Friday, September 28, 2007

Power at all cost is the GOP’s core principle

by Tom Maertens

Published September 28, 2007 in The Mankato Free Press

“The Republicans in Congress lost their way,” Alan Greenspan wrote in his new book. “They swapped principle for power. They ended up with neither. They deserved to lose.”

Greenspan, 81, perhaps can remember a time when the GOP had principles to compromise (excluding Norm Coleman, of course, a politician of no fixed principles).

He can’t be referring to the party of Richard “I am not a crook” Nixon and his plumbers, or the racist Southern Strategy of Ronald Reagan. Reagan then ran the most corrupt administration in history: 138 Reagan administration officials were investigated, indicted, or convicted, according to political historian Richard Reeves.

It was also the Reagan Mafiosi, led by Grover Norquist types, who happened upon the perfect crime: Steal from future generations who can’t protest. The principle of balanced budgets became “Deficits don’t matter, to my chagrin,” said Greenspan. The result is today’s dead-beat Republican Party that proudly recites Norquist’s pledge not to pay their bills.

Junior Bush, elected with the help of the slash-and-burn politics pioneered by Atwater, Gingrich and Rove, continued Reagan’s free-lunch, borrow-and-spend policies to increase the national debt by $3 trillion.

Small government? According to the Congressional Budget office, Bush grew the federal government three times faster than Clinton, all of it on borrowed money — $248 billion last year alone.

Honest government? DeLay’s shakedown operation was as corrupt as any in modern history and helped finance the Republican Congress that endorsed Bush’s lies about Iraq.
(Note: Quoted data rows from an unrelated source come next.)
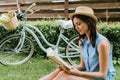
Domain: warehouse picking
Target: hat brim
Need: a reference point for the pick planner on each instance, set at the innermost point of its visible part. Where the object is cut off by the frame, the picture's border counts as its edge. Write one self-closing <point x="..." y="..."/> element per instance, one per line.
<point x="85" y="14"/>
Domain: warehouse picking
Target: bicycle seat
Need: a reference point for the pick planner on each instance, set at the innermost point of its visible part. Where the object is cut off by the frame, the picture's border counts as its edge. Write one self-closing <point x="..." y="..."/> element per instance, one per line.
<point x="65" y="24"/>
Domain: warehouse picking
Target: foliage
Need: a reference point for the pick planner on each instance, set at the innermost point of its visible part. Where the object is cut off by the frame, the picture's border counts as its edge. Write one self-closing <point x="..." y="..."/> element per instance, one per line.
<point x="51" y="31"/>
<point x="35" y="68"/>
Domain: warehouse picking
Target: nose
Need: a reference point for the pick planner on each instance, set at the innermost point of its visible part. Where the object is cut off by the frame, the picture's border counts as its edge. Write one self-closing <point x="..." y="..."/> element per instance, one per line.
<point x="77" y="27"/>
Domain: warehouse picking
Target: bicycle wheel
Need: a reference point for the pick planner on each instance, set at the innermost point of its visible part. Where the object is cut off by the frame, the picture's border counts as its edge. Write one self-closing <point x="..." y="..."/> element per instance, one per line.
<point x="73" y="51"/>
<point x="9" y="54"/>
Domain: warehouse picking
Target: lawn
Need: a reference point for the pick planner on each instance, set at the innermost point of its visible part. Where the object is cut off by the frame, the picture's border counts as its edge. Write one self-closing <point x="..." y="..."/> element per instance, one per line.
<point x="35" y="68"/>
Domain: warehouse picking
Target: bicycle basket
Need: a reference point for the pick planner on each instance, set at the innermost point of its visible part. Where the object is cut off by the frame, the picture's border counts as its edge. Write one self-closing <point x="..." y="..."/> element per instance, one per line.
<point x="12" y="23"/>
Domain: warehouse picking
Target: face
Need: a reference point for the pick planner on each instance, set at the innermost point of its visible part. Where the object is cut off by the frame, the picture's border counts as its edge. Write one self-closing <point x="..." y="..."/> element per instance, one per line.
<point x="80" y="26"/>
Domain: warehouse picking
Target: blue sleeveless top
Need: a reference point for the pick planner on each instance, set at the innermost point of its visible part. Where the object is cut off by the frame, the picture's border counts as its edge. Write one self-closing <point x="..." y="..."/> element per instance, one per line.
<point x="91" y="57"/>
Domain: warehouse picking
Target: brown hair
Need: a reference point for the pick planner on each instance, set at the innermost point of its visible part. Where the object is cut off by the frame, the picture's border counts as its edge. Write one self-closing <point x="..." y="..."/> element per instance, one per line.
<point x="91" y="26"/>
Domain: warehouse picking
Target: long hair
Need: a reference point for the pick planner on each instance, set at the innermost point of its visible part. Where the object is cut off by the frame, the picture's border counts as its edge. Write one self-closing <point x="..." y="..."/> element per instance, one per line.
<point x="91" y="23"/>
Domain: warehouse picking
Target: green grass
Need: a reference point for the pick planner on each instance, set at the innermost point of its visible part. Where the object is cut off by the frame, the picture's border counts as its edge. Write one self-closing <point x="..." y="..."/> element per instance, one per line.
<point x="32" y="70"/>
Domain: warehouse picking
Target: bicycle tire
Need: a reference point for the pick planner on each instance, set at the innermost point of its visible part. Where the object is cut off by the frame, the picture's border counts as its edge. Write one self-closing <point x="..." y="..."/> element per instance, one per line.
<point x="8" y="55"/>
<point x="73" y="53"/>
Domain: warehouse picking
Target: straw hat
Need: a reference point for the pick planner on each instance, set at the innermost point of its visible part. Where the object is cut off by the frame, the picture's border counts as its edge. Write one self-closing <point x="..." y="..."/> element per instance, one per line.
<point x="84" y="10"/>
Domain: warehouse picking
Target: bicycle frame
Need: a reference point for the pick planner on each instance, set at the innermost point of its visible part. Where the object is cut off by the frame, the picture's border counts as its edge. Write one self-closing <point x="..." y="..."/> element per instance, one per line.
<point x="27" y="27"/>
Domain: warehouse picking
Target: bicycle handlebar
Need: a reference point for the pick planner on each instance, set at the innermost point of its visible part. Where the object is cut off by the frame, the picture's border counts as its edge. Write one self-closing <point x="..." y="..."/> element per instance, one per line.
<point x="30" y="8"/>
<point x="21" y="15"/>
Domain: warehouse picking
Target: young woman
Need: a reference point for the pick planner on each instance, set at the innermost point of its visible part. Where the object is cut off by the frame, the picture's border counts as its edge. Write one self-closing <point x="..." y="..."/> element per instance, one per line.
<point x="96" y="57"/>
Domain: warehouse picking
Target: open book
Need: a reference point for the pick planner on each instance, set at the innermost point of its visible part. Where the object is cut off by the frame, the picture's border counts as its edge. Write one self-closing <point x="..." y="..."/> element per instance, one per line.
<point x="55" y="57"/>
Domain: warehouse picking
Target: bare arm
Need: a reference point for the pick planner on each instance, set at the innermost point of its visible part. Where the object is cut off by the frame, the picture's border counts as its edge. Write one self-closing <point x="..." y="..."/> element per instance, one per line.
<point x="103" y="51"/>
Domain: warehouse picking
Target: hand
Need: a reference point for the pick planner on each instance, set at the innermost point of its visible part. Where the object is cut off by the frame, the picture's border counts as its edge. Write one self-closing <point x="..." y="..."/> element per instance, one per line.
<point x="61" y="67"/>
<point x="73" y="70"/>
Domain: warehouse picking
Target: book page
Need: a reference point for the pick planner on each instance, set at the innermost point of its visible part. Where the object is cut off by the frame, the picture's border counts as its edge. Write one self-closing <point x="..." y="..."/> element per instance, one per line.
<point x="55" y="57"/>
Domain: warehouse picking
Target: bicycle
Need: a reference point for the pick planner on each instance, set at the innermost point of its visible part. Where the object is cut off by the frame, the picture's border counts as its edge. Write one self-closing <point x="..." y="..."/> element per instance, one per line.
<point x="23" y="47"/>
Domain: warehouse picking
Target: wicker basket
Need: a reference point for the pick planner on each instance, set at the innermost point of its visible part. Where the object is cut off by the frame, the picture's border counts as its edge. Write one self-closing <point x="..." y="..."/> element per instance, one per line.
<point x="12" y="24"/>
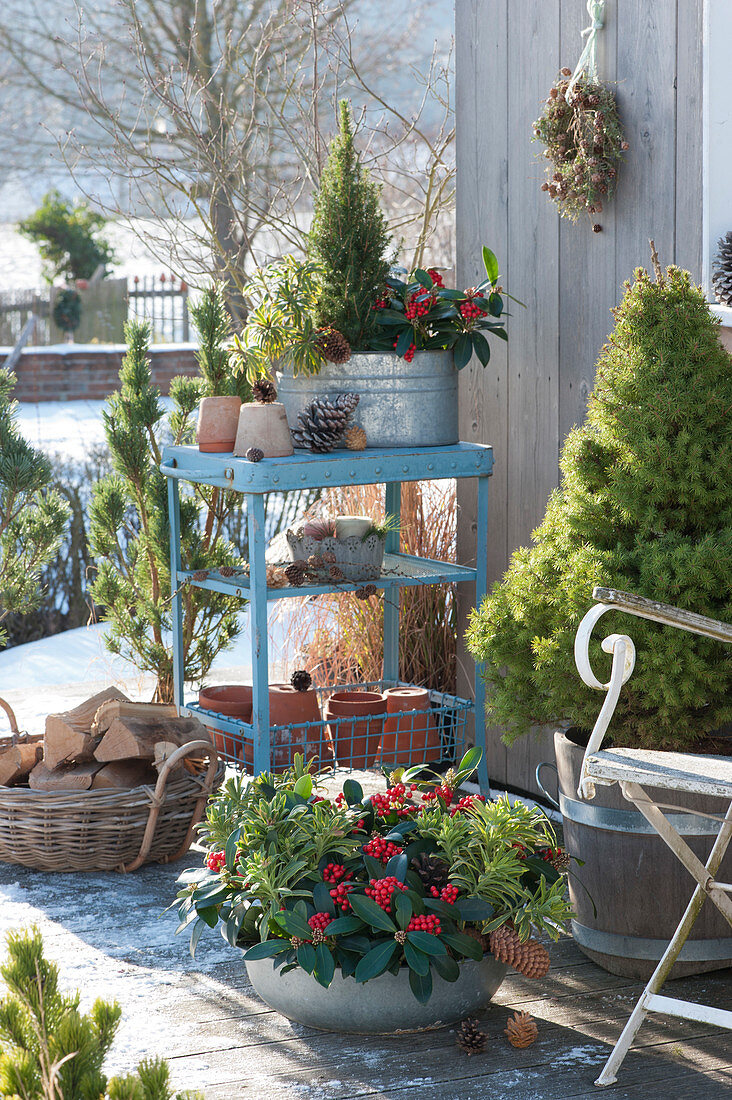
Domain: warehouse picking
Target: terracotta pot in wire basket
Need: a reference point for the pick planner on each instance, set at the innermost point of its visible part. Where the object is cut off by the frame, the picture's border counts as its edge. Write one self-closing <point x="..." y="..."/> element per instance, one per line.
<point x="105" y="831"/>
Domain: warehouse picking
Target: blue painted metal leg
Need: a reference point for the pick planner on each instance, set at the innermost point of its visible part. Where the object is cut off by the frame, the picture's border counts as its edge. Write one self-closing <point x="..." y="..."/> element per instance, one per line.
<point x="258" y="625"/>
<point x="176" y="603"/>
<point x="481" y="582"/>
<point x="393" y="507"/>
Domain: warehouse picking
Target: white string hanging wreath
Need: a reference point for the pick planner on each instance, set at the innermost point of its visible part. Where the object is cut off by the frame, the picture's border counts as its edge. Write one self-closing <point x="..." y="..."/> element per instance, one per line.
<point x="581" y="131"/>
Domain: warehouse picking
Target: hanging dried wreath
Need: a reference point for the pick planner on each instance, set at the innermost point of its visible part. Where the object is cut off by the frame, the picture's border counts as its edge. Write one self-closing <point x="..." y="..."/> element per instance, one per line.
<point x="582" y="134"/>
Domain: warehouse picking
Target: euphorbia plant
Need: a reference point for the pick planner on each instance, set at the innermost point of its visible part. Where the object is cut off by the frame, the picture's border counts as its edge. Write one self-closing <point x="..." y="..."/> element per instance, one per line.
<point x="414" y="878"/>
<point x="418" y="312"/>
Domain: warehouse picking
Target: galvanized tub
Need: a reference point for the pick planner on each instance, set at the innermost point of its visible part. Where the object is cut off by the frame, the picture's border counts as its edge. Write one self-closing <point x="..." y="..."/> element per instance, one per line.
<point x="401" y="404"/>
<point x="381" y="1007"/>
<point x="634" y="880"/>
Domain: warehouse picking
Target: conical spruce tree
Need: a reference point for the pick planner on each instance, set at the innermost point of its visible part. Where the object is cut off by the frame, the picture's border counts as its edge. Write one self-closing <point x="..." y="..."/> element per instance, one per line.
<point x="644" y="506"/>
<point x="50" y="1051"/>
<point x="349" y="239"/>
<point x="32" y="517"/>
<point x="129" y="523"/>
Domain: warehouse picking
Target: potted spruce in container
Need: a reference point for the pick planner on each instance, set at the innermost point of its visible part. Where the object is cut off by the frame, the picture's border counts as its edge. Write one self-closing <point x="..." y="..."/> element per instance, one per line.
<point x="346" y="320"/>
<point x="644" y="506"/>
<point x="388" y="912"/>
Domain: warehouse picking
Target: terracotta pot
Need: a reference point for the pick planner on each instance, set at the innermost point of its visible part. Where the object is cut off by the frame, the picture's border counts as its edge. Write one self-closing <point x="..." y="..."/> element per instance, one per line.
<point x="218" y="418"/>
<point x="235" y="701"/>
<point x="356" y="741"/>
<point x="264" y="427"/>
<point x="408" y="738"/>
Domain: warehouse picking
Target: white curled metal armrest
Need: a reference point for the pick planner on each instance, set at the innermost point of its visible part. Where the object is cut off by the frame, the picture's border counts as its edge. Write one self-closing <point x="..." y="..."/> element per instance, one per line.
<point x="623" y="662"/>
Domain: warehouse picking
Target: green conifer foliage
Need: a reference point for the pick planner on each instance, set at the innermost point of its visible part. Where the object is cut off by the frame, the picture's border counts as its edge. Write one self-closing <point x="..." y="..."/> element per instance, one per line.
<point x="50" y="1051"/>
<point x="32" y="517"/>
<point x="129" y="525"/>
<point x="644" y="506"/>
<point x="349" y="239"/>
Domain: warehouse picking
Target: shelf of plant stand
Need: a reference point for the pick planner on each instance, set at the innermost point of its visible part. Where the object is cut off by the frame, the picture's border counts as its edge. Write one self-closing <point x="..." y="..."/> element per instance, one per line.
<point x="305" y="470"/>
<point x="399" y="571"/>
<point x="448" y="712"/>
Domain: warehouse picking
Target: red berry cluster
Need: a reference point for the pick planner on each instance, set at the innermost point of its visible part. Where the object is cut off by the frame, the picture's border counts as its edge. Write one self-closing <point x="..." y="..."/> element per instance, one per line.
<point x="334" y="872"/>
<point x="469" y="310"/>
<point x="417" y="305"/>
<point x="339" y="895"/>
<point x="394" y="799"/>
<point x="466" y="802"/>
<point x="443" y="792"/>
<point x="428" y="923"/>
<point x="320" y="921"/>
<point x="408" y="354"/>
<point x="447" y="893"/>
<point x="382" y="849"/>
<point x="381" y="890"/>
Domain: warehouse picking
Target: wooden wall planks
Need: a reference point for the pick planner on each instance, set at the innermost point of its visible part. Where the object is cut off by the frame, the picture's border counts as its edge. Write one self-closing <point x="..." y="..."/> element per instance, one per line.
<point x="527" y="399"/>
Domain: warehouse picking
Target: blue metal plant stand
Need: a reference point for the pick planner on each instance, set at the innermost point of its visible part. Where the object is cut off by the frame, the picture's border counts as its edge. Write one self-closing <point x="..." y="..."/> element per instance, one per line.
<point x="304" y="470"/>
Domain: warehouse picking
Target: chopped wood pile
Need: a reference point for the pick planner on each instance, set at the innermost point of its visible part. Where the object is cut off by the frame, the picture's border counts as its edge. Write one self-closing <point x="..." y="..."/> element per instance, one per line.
<point x="105" y="743"/>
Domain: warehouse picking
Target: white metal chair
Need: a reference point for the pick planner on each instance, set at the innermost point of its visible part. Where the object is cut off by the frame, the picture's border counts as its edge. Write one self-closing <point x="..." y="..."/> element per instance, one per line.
<point x="632" y="769"/>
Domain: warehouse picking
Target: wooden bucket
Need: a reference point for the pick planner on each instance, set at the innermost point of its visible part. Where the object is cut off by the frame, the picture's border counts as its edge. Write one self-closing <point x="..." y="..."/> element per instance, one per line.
<point x="637" y="884"/>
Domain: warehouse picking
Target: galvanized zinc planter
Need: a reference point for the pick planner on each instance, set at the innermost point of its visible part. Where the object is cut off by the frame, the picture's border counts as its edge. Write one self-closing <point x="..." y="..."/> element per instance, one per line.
<point x="380" y="1007"/>
<point x="401" y="404"/>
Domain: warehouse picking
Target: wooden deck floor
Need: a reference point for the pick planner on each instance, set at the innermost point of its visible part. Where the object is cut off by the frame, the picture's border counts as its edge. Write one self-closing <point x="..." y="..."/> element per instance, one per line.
<point x="107" y="934"/>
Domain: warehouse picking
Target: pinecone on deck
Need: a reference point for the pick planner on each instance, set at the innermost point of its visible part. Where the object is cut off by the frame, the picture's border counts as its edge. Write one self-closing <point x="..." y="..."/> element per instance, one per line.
<point x="324" y="422"/>
<point x="334" y="345"/>
<point x="264" y="391"/>
<point x="433" y="870"/>
<point x="722" y="274"/>
<point x="470" y="1037"/>
<point x="521" y="1030"/>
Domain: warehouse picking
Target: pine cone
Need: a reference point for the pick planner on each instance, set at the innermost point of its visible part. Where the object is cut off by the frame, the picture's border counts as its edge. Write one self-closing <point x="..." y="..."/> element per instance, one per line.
<point x="334" y="345"/>
<point x="354" y="438"/>
<point x="324" y="422"/>
<point x="505" y="945"/>
<point x="433" y="870"/>
<point x="722" y="274"/>
<point x="534" y="961"/>
<point x="301" y="680"/>
<point x="295" y="573"/>
<point x="470" y="1037"/>
<point x="264" y="391"/>
<point x="521" y="1029"/>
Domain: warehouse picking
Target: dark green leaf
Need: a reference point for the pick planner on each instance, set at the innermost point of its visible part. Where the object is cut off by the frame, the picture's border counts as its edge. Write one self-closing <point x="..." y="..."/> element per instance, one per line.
<point x="352" y="792"/>
<point x="266" y="949"/>
<point x="462" y="351"/>
<point x="421" y="985"/>
<point x="375" y="961"/>
<point x="325" y="966"/>
<point x="463" y="945"/>
<point x="426" y="943"/>
<point x="306" y="957"/>
<point x="447" y="967"/>
<point x="373" y="915"/>
<point x="491" y="264"/>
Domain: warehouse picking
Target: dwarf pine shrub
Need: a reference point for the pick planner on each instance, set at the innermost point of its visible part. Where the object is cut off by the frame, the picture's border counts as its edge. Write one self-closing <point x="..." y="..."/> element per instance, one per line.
<point x="644" y="506"/>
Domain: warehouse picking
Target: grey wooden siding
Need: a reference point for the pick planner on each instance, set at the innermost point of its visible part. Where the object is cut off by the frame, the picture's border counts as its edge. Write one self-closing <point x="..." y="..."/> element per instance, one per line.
<point x="532" y="393"/>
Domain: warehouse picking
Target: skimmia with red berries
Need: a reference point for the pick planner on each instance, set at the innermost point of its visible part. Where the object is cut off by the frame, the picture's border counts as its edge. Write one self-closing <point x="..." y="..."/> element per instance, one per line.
<point x="417" y="312"/>
<point x="417" y="877"/>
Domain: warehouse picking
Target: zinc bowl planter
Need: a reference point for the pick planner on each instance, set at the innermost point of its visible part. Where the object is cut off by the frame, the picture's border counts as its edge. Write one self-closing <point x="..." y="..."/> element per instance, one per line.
<point x="380" y="1007"/>
<point x="401" y="404"/>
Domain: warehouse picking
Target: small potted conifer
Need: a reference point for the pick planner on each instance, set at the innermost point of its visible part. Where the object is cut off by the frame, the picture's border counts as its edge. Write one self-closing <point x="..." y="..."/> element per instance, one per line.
<point x="346" y="320"/>
<point x="644" y="506"/>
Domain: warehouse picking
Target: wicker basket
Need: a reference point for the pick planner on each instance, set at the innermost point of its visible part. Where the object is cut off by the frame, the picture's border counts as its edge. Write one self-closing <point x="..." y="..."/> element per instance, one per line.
<point x="105" y="831"/>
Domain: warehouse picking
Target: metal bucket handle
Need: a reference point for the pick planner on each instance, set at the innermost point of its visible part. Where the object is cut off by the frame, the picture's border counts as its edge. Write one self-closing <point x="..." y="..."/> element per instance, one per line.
<point x="549" y="798"/>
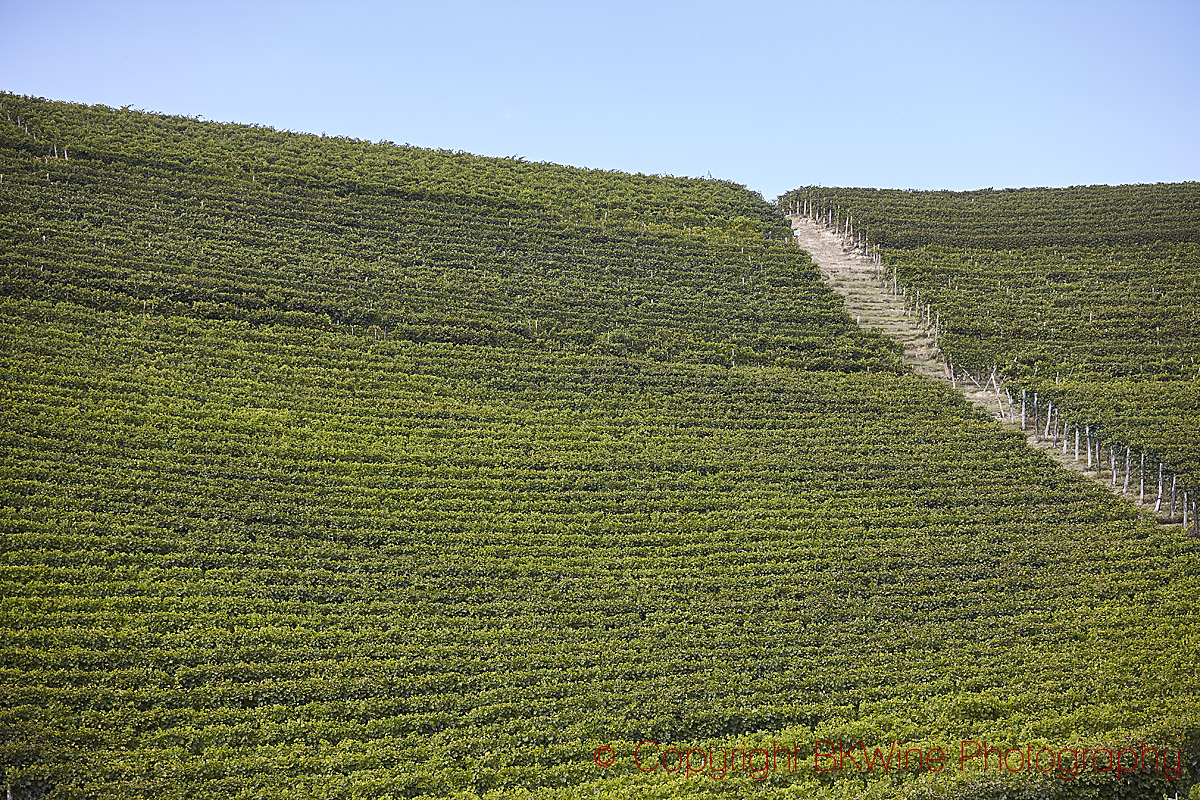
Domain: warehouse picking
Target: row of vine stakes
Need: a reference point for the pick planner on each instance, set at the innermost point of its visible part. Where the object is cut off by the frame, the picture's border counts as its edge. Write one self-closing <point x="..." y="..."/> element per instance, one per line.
<point x="1182" y="501"/>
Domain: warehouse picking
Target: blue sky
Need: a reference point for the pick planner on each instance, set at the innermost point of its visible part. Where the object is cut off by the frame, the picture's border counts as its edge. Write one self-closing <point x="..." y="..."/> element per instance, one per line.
<point x="772" y="95"/>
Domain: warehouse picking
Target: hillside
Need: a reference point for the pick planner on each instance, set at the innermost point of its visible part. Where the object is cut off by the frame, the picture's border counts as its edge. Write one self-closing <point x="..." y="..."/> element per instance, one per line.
<point x="349" y="469"/>
<point x="1089" y="296"/>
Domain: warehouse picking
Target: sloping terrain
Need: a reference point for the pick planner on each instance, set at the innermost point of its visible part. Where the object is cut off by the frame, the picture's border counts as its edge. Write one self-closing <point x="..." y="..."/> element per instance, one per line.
<point x="345" y="469"/>
<point x="1087" y="296"/>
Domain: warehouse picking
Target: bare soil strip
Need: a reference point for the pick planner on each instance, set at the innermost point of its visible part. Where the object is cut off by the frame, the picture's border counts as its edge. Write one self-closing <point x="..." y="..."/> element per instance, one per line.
<point x="853" y="276"/>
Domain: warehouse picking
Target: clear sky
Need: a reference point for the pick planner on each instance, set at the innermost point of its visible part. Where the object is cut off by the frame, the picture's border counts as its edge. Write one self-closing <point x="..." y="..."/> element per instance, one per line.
<point x="772" y="95"/>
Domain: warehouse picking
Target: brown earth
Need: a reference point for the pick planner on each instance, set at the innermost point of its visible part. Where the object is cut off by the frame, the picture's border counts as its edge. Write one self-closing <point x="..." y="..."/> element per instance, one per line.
<point x="873" y="304"/>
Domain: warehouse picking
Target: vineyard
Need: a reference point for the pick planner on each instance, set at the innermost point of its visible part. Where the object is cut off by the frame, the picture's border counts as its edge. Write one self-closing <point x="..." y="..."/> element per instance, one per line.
<point x="337" y="469"/>
<point x="1087" y="298"/>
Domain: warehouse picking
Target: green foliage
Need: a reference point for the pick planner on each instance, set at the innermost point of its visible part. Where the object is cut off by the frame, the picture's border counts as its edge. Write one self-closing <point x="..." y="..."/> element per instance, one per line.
<point x="1089" y="296"/>
<point x="418" y="476"/>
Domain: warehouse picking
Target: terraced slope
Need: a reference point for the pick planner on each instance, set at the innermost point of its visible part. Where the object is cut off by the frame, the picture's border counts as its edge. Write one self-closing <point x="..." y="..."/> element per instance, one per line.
<point x="1087" y="296"/>
<point x="375" y="471"/>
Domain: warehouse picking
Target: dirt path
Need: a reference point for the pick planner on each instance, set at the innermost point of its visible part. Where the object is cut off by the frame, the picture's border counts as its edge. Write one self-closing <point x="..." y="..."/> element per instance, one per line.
<point x="853" y="276"/>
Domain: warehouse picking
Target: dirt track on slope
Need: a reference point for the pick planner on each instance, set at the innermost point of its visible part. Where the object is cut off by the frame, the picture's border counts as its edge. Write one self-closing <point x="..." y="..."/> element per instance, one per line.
<point x="853" y="276"/>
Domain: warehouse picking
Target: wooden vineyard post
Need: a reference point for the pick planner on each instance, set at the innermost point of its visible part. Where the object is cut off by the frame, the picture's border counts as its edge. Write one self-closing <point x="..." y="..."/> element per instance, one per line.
<point x="1141" y="480"/>
<point x="1158" y="503"/>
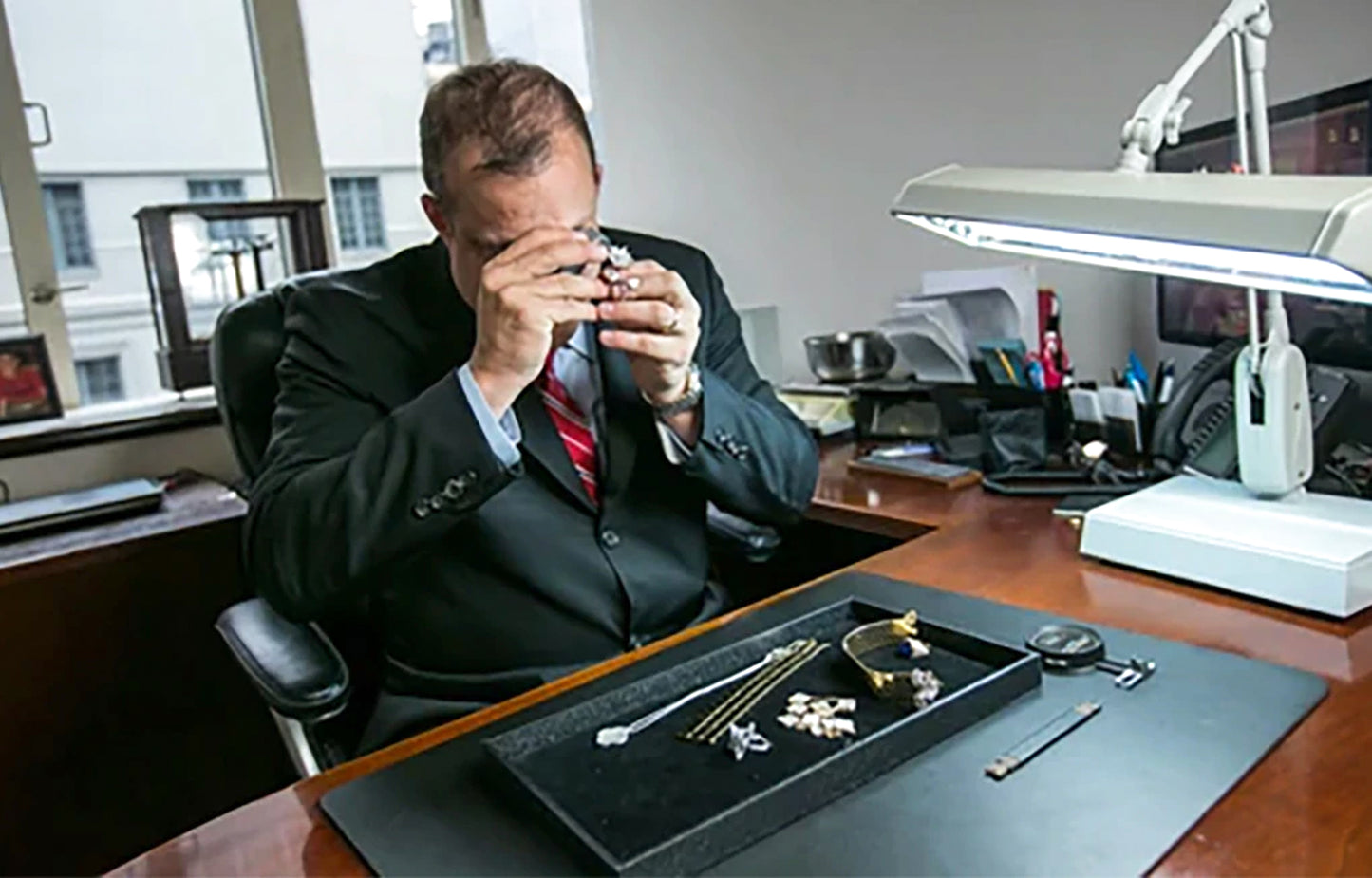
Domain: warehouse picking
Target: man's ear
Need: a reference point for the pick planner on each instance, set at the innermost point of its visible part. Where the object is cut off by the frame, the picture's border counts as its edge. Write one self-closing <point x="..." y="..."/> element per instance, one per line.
<point x="435" y="215"/>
Respect for the law? The secretive, deceptive Bush administration has systematically undermined the Constitution in order to concentrate power in the White House, revealing its only true principle: power at all cost.

1 Comments:

Blogger Minnesota Central said...

Tom,
Reading your letter in the context of Tom Friedman’s 9/11 is Over and Juan Cole’s commentary on Friedman’s assertion plus the Mencken's prophecy , it seems that we can now recognize that grassroots politics does not exist. Instead we have candidates approved by special interest groups and industry that the voters elect. Once elected, it is industry that dominates (suggested reading Victor Gold’s book Invasion of the Party Snatchers which notes the failure of the Republican Party to appease the goals of special interest groups).
And to ensure continued being competitive in elections, the Republicans recklessly embrace Norquist’s tax policy. Remember the adage "you have all the arguments, but we have the votes.

If any politician really wanted to end the support for the Iraq adventure, all it would take is a shift from the question of when and how many troops to pull out, to a surtax to pay for the war. The Republicans will quickly vote to end the war if the bill would be paid currently instead of from our retirement and future generations.